This is a guest post by Michelle Belto; the first in a seven week series. Each week one of the seven EncaustiCamp instructors will share their story, process and progress in our collaborative exhibit for EncaustiCamp 2015.
Michelle does a fantastic job of helping to introduce the overarching goal in this collaborative exhibit process~
Working as I do is very much like walking in the dark. I don’t see a clear path before me, so I find myself looking backward as I walk, checking with what it is I already know about this series:
- IKNOW that I will be working on handmade canvases and that most of them will have windows
- I KNOWthat I want to explore the contrast of waxed paper and un-waxed paper.
- I KNOWthat all of these canvases are to be vertical with a specific color theme (restrictions from the project).
There are also some things that I think (and hope!) will be part of this series:
- I THINKI will be manipulating paper in a sculptural way.
- I THINKI will think outside the box with these windows.
- I HOPE I find my way into cohesive meaning with this series.
This is the point in my process where I don my cloak and dagger in search of something to steal!
Connections 2, Wei Lin Yang Roots Expo Ersi Marina
In my Pinterest boards I came across two art works that somehow feel right for this first panel. I print them off and set out to the studio. I’ve decided that for this piece, I will cover the panel with layers of wax and oil and contrast the panel with some type of paper addition.
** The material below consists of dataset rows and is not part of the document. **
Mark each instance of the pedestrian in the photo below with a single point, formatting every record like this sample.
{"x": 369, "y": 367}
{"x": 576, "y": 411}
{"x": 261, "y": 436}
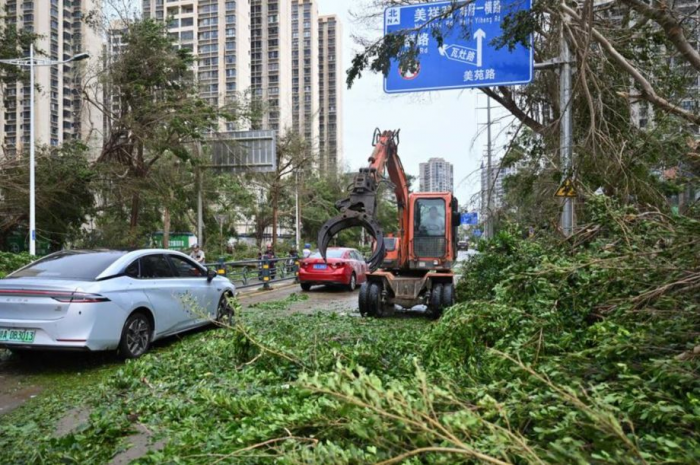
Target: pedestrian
{"x": 197, "y": 254}
{"x": 293, "y": 252}
{"x": 270, "y": 255}
{"x": 307, "y": 250}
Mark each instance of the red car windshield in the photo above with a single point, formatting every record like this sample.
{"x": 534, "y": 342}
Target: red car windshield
{"x": 329, "y": 254}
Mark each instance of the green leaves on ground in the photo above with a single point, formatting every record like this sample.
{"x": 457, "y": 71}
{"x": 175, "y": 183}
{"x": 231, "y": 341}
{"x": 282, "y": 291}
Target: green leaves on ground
{"x": 575, "y": 352}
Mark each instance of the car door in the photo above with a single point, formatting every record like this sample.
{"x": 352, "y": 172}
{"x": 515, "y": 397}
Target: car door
{"x": 202, "y": 298}
{"x": 165, "y": 292}
{"x": 359, "y": 265}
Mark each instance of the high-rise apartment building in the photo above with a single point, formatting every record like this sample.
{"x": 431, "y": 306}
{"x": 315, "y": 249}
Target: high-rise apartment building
{"x": 330, "y": 94}
{"x": 60, "y": 113}
{"x": 287, "y": 55}
{"x": 305, "y": 69}
{"x": 113, "y": 48}
{"x": 437, "y": 175}
{"x": 218, "y": 34}
{"x": 271, "y": 61}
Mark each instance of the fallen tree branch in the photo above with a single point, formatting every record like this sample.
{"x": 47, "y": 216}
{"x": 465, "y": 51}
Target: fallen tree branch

Both of my Pinterest steals will allow me to work in that way.
Since this panel will need to match the Alizarin Orange color I had chosen last summer, I begin the work in cool colors. I often use graphite to draw or write on the white paper and spritz water color or diluted inks before I apply wax.
This is an image of the work early in the process. I continue with marks in the wax, layers of oil, images with stencils and oil pastels until I build up a lovely surface.
This close up of the nearly finished canvas has ten or twelve layers of wax. I like that I can see, to varying degrees, the history of where I have been.
In a break from the encaustic process, I do some research on the artists who created the art that I have pinned on my image board in the studio. Sometimes, the research will provide clues to my next step. It surprised me that both of these artists were international and both of these images come from a body of work on “books.” Wei Lin Yang is an award winning artist and educator from Taiwan. I discovered that the material she used in the image, titled, Connection 2, is actually fabric and that her lovely marks are created through intricate embroidery. The second image is from Ersi Marina, an artist from Spain. Her work is lovely in its simplicity. She often using fiber arts processes with paper. Neither artist has a website, so I am not certain which images on their sites like Flicker and Pinterest are actually their work…another good reason to have a personal web site, blog or a page on a group site, like IEA, for your work.
I felt drawn to Wei Lin Yang’s work and asked myself, “What is the draw?” I liked the idea of wire and a long vertical hanging piece, so those elements became my jumping off point for my own work. I isolated a center strip, added my own calligraphic marks, wax and stitching.
Close up of the paper work and the paint chip which will define the color of the finished work.
At this point, I put away my inspiration images and become immersed in seeing where the art making process takes me. I’m including images of the finished first work in this series, but the title and even the direction of the series is not yet clear.